So here’s what happened. Here’s why Tighe might never eat his cereal off that coffee table again and why I’m currently burning every scented candle we own, and yet I can still faintly smell poop. And of course, Sam is the culprit.
We arrived home from the store one morning this week—just Sam and me and too many bags of groceries.
But Sam’s pants were wet. And his socks were wet. Some combination of stomping in puddles in the parking lot and trying to dance in Wally’s water bowl when we got home.
So, fine, Sam. Yes, we can take your shoes and socks and pants off. And yes, your shirt, too, even though it’s not wet. Yes, let’s throw them in the dryer, so they’ll be dry after lunch.
A few minutes later, as I was shoving cereal boxes into the cabinet above the toaster—who am I, Jerry Seinfeld?—Sam ran by naked, waving his diaper in the air like he’d just won Capture the Flag.
“What? Why are you naked? I just changed your diaper!”

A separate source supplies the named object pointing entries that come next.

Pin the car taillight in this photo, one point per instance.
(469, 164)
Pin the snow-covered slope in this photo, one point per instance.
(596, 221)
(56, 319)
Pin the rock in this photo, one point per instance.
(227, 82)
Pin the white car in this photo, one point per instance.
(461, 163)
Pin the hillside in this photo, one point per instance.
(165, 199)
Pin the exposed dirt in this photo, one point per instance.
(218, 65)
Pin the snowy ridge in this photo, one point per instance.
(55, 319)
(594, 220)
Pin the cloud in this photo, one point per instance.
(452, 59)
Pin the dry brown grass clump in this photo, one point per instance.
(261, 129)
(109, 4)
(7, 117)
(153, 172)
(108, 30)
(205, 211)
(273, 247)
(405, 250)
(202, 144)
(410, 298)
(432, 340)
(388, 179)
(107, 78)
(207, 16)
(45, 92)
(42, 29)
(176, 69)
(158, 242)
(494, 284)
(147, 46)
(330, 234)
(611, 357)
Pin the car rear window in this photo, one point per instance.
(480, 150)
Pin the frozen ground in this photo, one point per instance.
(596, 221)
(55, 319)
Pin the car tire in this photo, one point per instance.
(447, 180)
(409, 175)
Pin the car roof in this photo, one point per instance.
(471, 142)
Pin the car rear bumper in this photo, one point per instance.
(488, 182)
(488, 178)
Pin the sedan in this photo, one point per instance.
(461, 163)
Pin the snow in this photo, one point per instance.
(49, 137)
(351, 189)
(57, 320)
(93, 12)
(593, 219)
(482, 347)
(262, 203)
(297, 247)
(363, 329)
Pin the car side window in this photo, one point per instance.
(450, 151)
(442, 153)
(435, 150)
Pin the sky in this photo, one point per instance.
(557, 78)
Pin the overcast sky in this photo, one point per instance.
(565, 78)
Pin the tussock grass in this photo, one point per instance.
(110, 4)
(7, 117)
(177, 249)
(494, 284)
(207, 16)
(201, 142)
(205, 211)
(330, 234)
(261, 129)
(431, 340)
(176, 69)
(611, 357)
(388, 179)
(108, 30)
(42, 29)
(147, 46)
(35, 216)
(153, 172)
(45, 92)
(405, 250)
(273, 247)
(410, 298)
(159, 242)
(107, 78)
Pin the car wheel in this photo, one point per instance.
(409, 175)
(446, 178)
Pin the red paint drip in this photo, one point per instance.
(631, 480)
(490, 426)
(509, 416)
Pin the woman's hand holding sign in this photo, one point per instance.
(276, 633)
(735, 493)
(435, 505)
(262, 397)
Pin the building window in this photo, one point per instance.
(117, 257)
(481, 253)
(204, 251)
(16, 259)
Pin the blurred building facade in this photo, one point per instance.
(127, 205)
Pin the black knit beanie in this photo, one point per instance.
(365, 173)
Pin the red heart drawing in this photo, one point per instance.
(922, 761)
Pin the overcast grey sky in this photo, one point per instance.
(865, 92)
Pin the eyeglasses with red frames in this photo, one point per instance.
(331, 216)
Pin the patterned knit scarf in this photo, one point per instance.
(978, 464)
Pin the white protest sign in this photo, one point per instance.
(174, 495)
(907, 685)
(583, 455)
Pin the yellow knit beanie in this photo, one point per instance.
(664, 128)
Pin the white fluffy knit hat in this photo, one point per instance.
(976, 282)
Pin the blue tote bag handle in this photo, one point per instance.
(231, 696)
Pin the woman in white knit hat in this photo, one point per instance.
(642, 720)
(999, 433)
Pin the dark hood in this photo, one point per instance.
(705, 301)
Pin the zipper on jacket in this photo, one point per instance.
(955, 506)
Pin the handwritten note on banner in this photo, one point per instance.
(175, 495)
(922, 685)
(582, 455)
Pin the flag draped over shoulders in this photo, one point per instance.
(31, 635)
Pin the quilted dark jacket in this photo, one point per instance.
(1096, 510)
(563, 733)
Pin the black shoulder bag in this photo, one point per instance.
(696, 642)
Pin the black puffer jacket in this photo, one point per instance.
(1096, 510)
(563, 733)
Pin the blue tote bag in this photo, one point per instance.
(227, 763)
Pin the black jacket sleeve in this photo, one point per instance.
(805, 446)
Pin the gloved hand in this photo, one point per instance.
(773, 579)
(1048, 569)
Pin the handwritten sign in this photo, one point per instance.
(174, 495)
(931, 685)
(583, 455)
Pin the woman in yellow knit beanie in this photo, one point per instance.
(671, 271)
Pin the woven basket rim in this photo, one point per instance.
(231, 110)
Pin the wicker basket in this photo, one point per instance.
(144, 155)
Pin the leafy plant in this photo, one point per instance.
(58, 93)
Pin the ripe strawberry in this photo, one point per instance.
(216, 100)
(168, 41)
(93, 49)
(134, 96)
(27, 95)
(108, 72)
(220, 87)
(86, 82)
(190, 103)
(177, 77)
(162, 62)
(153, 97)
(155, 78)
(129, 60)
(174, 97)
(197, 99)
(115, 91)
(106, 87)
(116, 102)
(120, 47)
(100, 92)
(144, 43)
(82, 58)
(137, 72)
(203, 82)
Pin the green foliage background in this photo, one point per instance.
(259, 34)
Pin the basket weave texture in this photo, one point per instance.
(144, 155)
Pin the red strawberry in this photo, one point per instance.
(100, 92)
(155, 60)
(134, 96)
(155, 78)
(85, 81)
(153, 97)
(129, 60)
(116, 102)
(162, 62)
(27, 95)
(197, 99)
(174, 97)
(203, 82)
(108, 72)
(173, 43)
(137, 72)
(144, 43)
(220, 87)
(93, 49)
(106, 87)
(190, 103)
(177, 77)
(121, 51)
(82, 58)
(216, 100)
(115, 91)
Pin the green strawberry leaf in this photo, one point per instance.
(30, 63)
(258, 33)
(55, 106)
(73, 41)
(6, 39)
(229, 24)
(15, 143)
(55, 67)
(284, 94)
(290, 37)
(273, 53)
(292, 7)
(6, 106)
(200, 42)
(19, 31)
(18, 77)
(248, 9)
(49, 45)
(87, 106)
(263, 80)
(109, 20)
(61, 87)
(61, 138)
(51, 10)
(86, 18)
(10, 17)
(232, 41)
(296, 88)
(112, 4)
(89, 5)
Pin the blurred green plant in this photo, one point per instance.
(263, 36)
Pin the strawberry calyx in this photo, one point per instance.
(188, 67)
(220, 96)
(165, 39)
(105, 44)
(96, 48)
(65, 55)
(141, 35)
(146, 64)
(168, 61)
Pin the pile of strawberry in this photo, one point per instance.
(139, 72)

And I had, too. That diaper was fresh, about twenty minutes old.
“Ok, fine. How about you sit on your Elmo toilet?”
We haven’t formally changed our Facebook status to “potty training” yet, but when the opportunity presents itself—like when Sam irreverently removes his diaper in the family room—I take advantage of it.
A few minutes later, as I was preparing to marinate some chicken for dinner, he ran in victorious again! He pulled me into the other room to show me his little puddle of urine in the bottom of his potty chair.

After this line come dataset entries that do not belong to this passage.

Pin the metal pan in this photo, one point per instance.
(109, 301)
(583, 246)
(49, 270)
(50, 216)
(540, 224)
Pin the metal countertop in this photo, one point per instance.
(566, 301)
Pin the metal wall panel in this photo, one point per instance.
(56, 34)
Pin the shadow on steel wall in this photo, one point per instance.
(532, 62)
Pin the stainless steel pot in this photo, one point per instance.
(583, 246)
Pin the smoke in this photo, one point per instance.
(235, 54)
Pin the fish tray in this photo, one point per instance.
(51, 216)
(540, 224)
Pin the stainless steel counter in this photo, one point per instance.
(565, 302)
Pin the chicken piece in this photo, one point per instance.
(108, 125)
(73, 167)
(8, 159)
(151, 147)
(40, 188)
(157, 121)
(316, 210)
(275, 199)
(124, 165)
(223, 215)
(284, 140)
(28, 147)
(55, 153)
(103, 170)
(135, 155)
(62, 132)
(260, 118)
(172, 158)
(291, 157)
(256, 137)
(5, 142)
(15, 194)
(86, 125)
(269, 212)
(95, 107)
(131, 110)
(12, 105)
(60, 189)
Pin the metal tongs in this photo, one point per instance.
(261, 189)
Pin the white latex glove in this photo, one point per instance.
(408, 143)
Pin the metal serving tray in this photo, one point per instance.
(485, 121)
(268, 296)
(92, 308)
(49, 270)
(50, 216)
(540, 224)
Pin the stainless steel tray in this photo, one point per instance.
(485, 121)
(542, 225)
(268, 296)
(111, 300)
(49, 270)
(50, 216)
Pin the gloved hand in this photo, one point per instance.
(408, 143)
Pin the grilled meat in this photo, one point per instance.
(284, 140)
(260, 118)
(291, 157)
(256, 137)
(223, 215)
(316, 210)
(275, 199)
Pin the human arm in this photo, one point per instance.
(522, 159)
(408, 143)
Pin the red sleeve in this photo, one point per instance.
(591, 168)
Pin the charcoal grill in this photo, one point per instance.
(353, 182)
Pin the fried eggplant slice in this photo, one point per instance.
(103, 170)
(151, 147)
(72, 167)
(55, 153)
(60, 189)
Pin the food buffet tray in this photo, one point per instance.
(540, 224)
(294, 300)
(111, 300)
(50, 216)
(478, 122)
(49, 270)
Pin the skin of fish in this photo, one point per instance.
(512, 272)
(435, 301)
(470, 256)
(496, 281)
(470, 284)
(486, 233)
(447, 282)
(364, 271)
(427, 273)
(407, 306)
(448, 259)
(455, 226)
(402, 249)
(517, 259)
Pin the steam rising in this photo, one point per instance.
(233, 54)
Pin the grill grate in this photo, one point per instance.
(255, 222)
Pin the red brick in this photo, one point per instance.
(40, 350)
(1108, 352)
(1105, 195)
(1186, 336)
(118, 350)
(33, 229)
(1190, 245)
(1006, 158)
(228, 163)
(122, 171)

“Yay, Sambo!” So proud of himself.
He swished his hand around in the shallow yellow pool, and then high-fived me. All in one motion.

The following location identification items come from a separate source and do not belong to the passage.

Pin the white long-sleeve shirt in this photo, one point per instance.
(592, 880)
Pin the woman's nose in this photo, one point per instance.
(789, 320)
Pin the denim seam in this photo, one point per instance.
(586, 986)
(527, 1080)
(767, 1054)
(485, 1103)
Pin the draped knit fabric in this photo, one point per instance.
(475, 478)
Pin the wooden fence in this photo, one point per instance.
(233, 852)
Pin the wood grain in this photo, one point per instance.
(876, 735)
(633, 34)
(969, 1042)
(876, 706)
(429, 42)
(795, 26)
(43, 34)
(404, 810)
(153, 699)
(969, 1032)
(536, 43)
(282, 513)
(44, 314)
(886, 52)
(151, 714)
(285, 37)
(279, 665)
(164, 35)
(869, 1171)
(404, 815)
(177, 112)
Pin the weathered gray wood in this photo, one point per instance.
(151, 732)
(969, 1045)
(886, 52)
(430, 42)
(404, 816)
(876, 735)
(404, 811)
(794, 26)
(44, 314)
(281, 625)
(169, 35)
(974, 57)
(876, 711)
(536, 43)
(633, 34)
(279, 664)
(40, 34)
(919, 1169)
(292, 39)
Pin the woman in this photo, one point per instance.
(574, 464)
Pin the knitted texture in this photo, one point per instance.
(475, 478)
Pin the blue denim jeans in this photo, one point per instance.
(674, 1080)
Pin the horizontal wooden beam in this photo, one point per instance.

Disgusting. Yet… “Good job, Sam!” I forced out some praise and dragged him to the bathroom to clean him up.
Success. Gross, but success. What I didn’t manage to do, however, was to affix another diaper onto his limber little body. He’d already pooped that day, and he never poops more than once a day. Once-A-Day-Sam, that’s what we call him. Like a geyser.
Unless, of course, I happen to buy him a blueberry and spinach smoothie that morning. In that case, he’ll poop a total of four times in the next twelve hours.
A minute or two later, my fingers deep into chicken thighs in the kitchen, I heard grunting.
“Sam?” I called out. “Are you pooping?”
“Are you sitting on your Elmo toilet?”
I sprinted into the other room to find him squatting on top of the coffee table! Red-faced! His little butt less than an inch from the surface!
“No! No, no, no, no, nooooo!”
Careful not to contaminate him with chicken-thigh-salmonella—why do I bother?—I scooped his armpits up with my forearms. Like a forklift, I lowered him to the potty chair.
But it was too late. Small turds dotted the coffee table. The coffee table. In our house! Feces on a table in civilized country! A new low.
Tighe eats his cereal every morning on that coffee table! So does Sam, actually, but he apparently doesn’t give a shit.
I’ll spare you the details of the clean-up process, but suffice it to say there was a lot of scrubbing. A lot of Lysol. A lot of Clorox. And a lot of tears. Mixed in with some incredulous giggling by me. This is my life now?
I think it’s safe to eat off that table now—though you won’t find me doing so. There should be no germs within a five-foot radius of Ground Zero, and the aroma of the apple-cinnamon-vanilla-island-mango candles is finally starting to overpower the stench of feces. That table will never be the same, though. I think I rubbed the finish right off that thing.
Who wants to come over for some nachos on Super Bowl Sunday? I’ll serve them right on the coffee table!